Cell phone service is line of sight , at least in the rural areas where I am at . If you are right under the tower you will need a reflection to get signal to the tower you are under .
It wasn't like that before covid .I would have signal up to and in side the fence .

I use to park my truck at central assembly and walk to the tower to grab reads and have no signal from my turn and at places east and west .said tower is visible from the rt 60
 
No Florida . I have literally been reading meters underneath Verizon towers or parked with a few hundred feet of them and got no signal
I also live in Florida. I get perfect signal at my residence. We are discussing landline phones after all.
 
It wasn't like that before covid .I would have signal up to and in side the fence .

I use to park my truck at central assembly and walk to the tower to grab reads and have no signal from my turn and at places east and west .said tower is visible from the rt 60
Was the tower 4G and now is it 5G ? :chin
 
I have found my problem in much of Florida .turn pike ,95 10 and near Tallahassee.
Hmm... I have trouble sometimes out west with my provider. It sounds like they don't have enough cell towers in the northern part of the state. I'm down south and it's pretty well developed.
 
Hmm... I have trouble sometimes out west with my provider. It sounds like they don't have enough cell towers in the northern part of the state. I'm down south and it's pretty well developed.
I'm where the dodgers were once having spring training .this problem has occured in Miami and larger populous areas.
 
Loose power and a land line won't work as the base needs power to work.
Hi jasonc

Actually, commercial power loss won't affect a telephone line unless it is a remote handheld phone device. Your standard trimline wall or desk phone will work perfectly through loss of power. So to be clear, it isn't the line itself that goes down when the power is out, but only the radio transmitter device that allows you to use a handheld remote phone device. Any phone that is hardwired with a chord between the base and the handset will work fine.

Of course, in an office setting, a power outage will shut down the 'board' device that all the office phones are connected to, but if you take a simple hard wire phone and plug it directly to the line via the interface, you will still have service.
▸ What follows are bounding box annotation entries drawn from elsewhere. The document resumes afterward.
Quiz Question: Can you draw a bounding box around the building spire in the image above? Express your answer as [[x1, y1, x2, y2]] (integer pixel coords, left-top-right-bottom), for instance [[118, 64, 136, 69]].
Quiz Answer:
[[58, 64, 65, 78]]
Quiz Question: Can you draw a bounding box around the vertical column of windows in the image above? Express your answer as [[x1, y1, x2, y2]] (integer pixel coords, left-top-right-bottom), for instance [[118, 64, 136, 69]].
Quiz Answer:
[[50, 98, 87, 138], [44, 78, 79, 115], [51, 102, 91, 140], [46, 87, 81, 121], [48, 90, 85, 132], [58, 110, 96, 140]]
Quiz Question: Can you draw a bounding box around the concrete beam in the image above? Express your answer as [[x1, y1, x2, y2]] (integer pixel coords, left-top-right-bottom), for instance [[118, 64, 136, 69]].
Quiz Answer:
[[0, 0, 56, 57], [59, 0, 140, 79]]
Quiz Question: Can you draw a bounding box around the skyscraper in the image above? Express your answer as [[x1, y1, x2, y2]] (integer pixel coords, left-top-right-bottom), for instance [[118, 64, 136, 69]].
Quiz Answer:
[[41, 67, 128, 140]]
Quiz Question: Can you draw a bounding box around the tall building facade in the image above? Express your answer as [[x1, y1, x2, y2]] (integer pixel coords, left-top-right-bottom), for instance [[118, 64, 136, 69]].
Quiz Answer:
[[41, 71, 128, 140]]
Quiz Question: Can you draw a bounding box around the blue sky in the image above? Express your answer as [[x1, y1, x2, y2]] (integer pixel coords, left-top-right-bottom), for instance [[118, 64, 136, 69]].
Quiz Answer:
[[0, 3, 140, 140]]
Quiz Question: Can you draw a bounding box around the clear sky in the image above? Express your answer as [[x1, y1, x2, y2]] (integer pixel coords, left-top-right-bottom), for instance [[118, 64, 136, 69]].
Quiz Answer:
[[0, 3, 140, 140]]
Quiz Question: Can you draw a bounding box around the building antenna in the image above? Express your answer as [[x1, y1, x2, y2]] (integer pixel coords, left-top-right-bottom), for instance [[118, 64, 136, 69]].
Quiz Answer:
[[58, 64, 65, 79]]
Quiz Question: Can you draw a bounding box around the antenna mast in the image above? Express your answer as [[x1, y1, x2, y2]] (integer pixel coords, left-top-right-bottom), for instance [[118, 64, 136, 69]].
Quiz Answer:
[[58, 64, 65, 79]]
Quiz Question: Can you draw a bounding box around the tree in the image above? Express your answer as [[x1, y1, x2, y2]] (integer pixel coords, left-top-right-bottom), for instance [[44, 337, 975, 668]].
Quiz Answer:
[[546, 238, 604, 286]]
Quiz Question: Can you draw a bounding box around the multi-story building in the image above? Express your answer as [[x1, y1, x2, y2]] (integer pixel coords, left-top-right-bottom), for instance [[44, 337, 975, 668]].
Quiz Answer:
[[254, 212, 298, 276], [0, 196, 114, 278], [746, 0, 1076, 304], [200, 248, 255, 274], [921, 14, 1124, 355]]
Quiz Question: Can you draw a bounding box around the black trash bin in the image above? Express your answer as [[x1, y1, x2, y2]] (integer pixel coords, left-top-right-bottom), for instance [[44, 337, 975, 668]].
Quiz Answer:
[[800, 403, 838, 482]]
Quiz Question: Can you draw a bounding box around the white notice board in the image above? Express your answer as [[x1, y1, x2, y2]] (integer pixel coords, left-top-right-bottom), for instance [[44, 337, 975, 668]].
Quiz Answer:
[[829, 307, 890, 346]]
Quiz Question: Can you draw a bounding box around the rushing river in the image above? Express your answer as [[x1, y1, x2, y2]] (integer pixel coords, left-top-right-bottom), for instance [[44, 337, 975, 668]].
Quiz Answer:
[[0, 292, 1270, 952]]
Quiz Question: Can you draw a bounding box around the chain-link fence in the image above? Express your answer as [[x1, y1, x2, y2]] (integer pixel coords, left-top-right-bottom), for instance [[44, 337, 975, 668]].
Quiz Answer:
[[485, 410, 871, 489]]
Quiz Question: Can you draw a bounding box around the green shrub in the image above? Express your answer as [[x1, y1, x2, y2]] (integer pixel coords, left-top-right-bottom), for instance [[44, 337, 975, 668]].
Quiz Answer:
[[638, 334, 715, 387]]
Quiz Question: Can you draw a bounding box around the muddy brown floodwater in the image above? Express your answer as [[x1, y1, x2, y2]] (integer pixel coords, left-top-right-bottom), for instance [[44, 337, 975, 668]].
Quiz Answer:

Worked for Bellsouth for 18 years.

However, to answer the OP's question: No. I do not have a landline phone.

God bless,
Ted
 
We still have a landline here. Mostly because we use it for our DSL connection. If we could get DSL without purchasing the phone service we would. Our DSL provides unlimited data which is good for video streaming. The only other option we have right now is satellite and that would be considerably more expensive for the video streaming we would need.

Another reason we still have a landline is because it is still listed in the local phone book so our neighbors can find a number to reach us. Unfortunately, cell phone numbers are not listed so anyone wanting to contact us by phone needs us to provide them with a number.
Update: About a year ago I discovered that our service provider does now allow us to only purchase the DSL without having to purchase phone service so I dropped the landline phone service saving us about $40.00 per month. They are slowly upgrading the system to fiber-optic but haven't made it out to our neck of the woods yet. We will probably be one of the last ones since we are on the edge of their coverage area.